Der Schluchsee am 18. Mai 2016 (Foto: Martin Dühning)
Der Schluchsee am 18. Mai 2016 (Foto: Martin Dühning)

Der Schluchsee ist ein Ort den ich früher sehr oft besuchte: Immer wenn ich mir vom UNI-Studium frei nahm, meist nach geschriebener Hausarbeit oder in kurzen Ferien, schnappte ich mir mein Fahrrad, radelte von Waldkirch in Elztal bis nach Kirchzarten und stieg dort – samt Radel – in die Dreiseenbahn, mit der ich bis zum Ort Aha beim Schluchsee fuhr, wo ich wieder auf mein Fahrrad umstieg und dann zunächst den See entlang bis nach Seebrugg, von dort entlang der Bundesstraße bis zu einem Radweg weiterfuhr, der entlang der Staustufen das Tal hinab bis nach Witznau führte, von dort ging es nach Gurtweil weiter und von Gurtweil auf den Radwegen bis nach Lauchringen.

Steinige Türmchen am Schluchsee zwischen Aha und Schluchsee City (Foto: Martin Dühning)
Steinige Türmchen am Schluchsee zwischen Aha und Schluchsee City (Foto: Martin Dühning)

Seit ich nicht mehr studiere und auch kein Referendar mehr bin, hatte ich nur noch selten die Gelegenheit mit dem Rad diese Route zu fahren, zumal die alten Verbindungen nach Waldkirch gekappt sind und ich in Freiburg auch keine anderen Stützpunkte mehr besitze. So kommt es, dass ich auch nur noch selten den Schluchsee besuche – zuletzt war das 2013 gewesen. Das ist schade, denn er gibt immer noch ein sehr schönes Fotomotiv ab. So nahmen wir also die Gelegenheit wahr, und besuchten den Schluchsee mal wieder am 18. Mai 2016.

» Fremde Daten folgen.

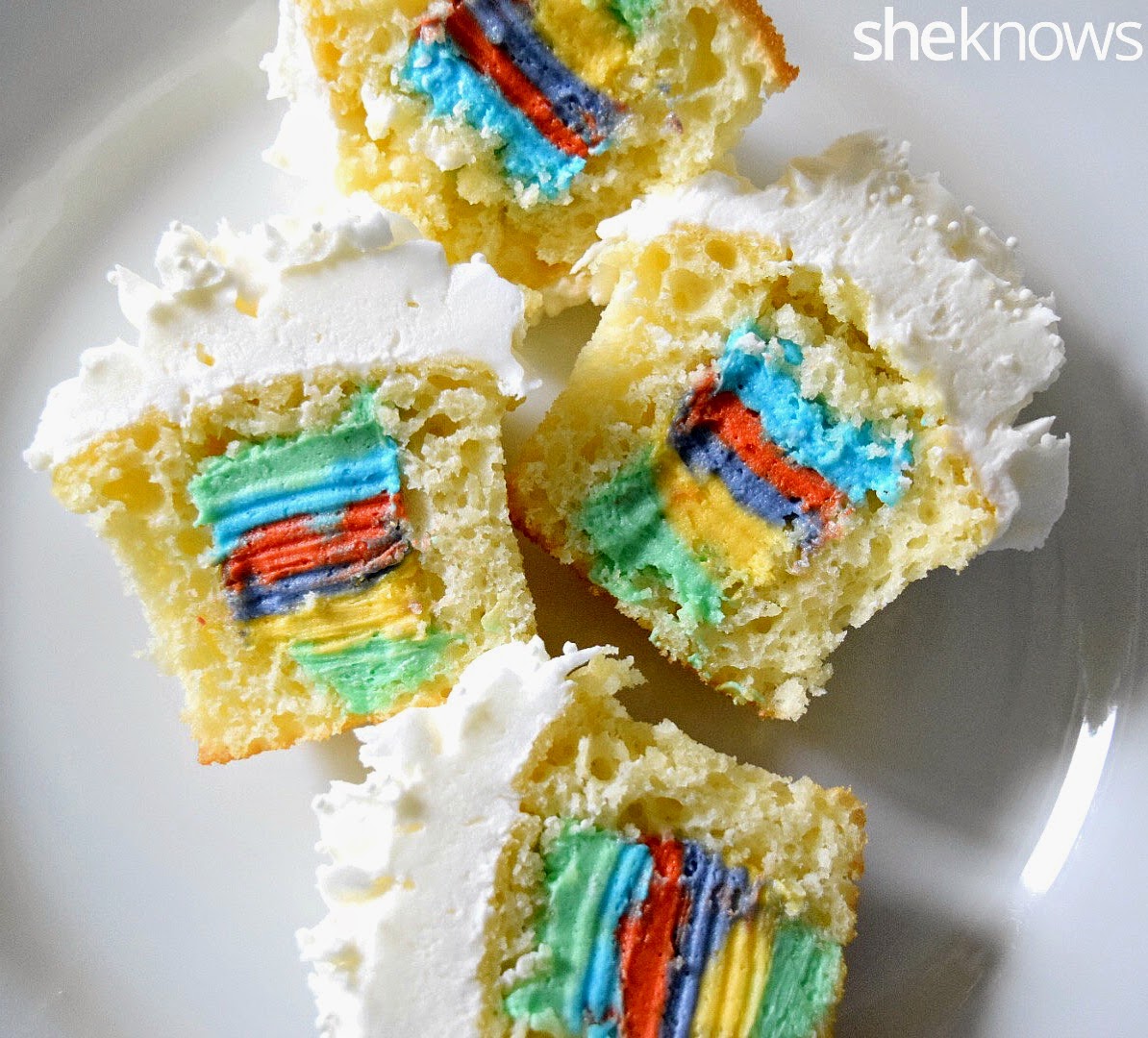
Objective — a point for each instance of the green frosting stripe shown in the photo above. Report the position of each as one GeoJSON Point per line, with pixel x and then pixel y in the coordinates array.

Ruhig lag der See und außer ein paar Anglern zeigte sich sonst niemand an diesem Wochentag. Das lag wahrscheinlich aber auch daran, dass die Bahnlinie gesperrt war und keine Züge fuhren, offenbar, weil man die Gleise einer Revision unterzog. Daher begegneten wir nur selten einem Wanderer, auch auf dem See waren so gut wie keinerlei Boote zu sehen, von zwei einsamen Fischern abgesehen und einer einzigen Yacht.

Ein nahezu verlassener Schluchsee im Zwilicht eines nahenden Gewitters am 18. Mai 2016 (Foto: Martin Dühning)
Ein nahezu verlassener Schluchsee im Zwilicht eines nahenden Gewitters am 18. Mai 2016 (Foto: Martin Dühning)
Frühling am Schluchsee (Foto: Martin Dühning)
Frühling am Schluchsee (Foto: Martin Dühning)

Von Aha wanderten wir meinen alten Weg entlang Richtung Schluchsee, wobei wir immer mal wieder eine Fotopause einlegten oder einfach so den See betrachteten. Viel war nicht los. Auf dem Rückweg von der Aussichtsplattform bei Schluchsee begegneten wir noch einem Eichhörnchen, dass aber viel zu hibbelig war, als dass wir es in Ruhe hätten fotografieren können.

Eichhörnchen beim Schluchsee am 18. Mai 2016 (Foto: Salome Leinarkunion)
Eichhörnchen beim Schluchsee am 18. Mai 2016 (Foto: Salome Leinarkunion)

Zudem türmte sich am Horizont Richtung Feldberg bereits bedenklich düstres Gewölk und Donnergrummel hallte über die Schwarzwaldberge, während das zuvor noch spiegelnde Gewässer sich in einen Finstersee wandelte.

Rückweg mit Gewitterhimmel (Foto: Martin Dühning)
Rückweg mit Gewitterhimmel (Foto: Martin Dühning)

Gerade noch rechtzeitig erreichten wir das Auto in Aha, als kräftige Schauer niedergingen und alles rundherum in Wasser tauchten. Doch bereits in Höhe von Häusern war von dem lokalen Unwetter nicht mehr viel zu bemerken und als wir Waldshut erreichten, lag die Stadt noch frühsommerlich im Trockenen.